Will and Jada Pinkett Smith are known for their outstanding acting and music careers, but they’re also recognized for having one of the most hands-off, laid-back parenting styles for their kids, Jaden and Willow.
Will (who also has a son, Trey, from a previous relationship) talked about his approach to parenting on BBC Radio 1Xtra with A.Dot.
“Your kids seem to have a lot of freedom of expression,” A.Dot said before asking, “Is that something that you consciously encourage them to have?”
“Yeah, I think it may have been a mistake,” Will laughed. “I think we may have gone too far.”
“You know, there’s a really powerful internal quality as an artist that as parents we encourage,” Smith said. “You gotta get out on the edge, you have to try things, you have to be comfortable doing things that people don’t agree with and you have to be comfortable doing things that you could fail.”
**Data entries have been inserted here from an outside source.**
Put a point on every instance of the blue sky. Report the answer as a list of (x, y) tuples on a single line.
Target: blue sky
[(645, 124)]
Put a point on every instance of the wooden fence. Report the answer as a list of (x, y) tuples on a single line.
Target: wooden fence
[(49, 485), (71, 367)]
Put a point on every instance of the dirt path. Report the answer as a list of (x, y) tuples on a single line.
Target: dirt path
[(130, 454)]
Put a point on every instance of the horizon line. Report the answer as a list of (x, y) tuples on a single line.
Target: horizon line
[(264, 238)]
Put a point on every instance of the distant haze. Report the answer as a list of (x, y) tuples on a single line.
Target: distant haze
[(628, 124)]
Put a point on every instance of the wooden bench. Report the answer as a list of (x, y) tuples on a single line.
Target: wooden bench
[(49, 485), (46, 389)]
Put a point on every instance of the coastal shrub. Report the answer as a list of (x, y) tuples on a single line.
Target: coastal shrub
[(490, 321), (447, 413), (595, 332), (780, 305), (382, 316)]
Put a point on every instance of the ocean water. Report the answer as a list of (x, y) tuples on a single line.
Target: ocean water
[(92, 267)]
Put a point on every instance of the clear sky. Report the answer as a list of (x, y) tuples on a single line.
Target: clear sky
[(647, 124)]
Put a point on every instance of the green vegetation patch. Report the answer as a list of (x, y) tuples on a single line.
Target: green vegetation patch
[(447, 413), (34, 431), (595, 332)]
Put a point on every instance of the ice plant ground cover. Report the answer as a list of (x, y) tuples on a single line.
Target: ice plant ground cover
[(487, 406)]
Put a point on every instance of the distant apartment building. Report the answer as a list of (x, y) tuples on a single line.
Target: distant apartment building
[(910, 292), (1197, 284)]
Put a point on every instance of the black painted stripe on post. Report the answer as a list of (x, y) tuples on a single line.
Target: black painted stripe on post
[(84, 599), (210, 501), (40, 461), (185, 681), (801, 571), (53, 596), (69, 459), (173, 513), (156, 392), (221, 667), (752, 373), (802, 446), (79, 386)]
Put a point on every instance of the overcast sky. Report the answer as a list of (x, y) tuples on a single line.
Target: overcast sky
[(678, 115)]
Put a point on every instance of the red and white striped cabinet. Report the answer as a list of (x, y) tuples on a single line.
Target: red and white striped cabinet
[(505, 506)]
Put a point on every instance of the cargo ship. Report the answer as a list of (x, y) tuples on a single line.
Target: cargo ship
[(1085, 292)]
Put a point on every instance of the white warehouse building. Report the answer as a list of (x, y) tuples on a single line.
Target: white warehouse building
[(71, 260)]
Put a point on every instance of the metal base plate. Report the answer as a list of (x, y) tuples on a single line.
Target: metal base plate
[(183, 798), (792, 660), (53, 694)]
The “Concussion” actor added, “And Jaden is 100 percent fearless, he will do anything, you know? So as a parent it’s scary, it’s really terrifying, but he is completely willing to live and die by his own artistic decisions and he just doesn’t concern himself with what people think.”
On a recent “Ellen” appearance, the “Fresh Prince” star opened up about what it was like to raise teenagers, joking that they should be labeled an “affliction.”
“Because we’re both artists, we decided a long time ago that it’s sort of better to flow with what people are naturally more than what our egos need them to be,” Smith said. “So we really just try to find the things that they’re good at and support those things rather than forcing them … ”
It seems the “flow” strategy (and famous lack of punishment) in the house is working out for Willow and Jaden.
“Other teenagers go to parties and sometimes I be like, ‘Why am I here right now?'”Jaden said in an Metro interview in 2013. “And most of the time, I just leave right then and there. Some things I don’t like to do, that other teenagers do. Everyone thinks that since you make movies, you go to parties, and I like to party, but not normal teenage parties.”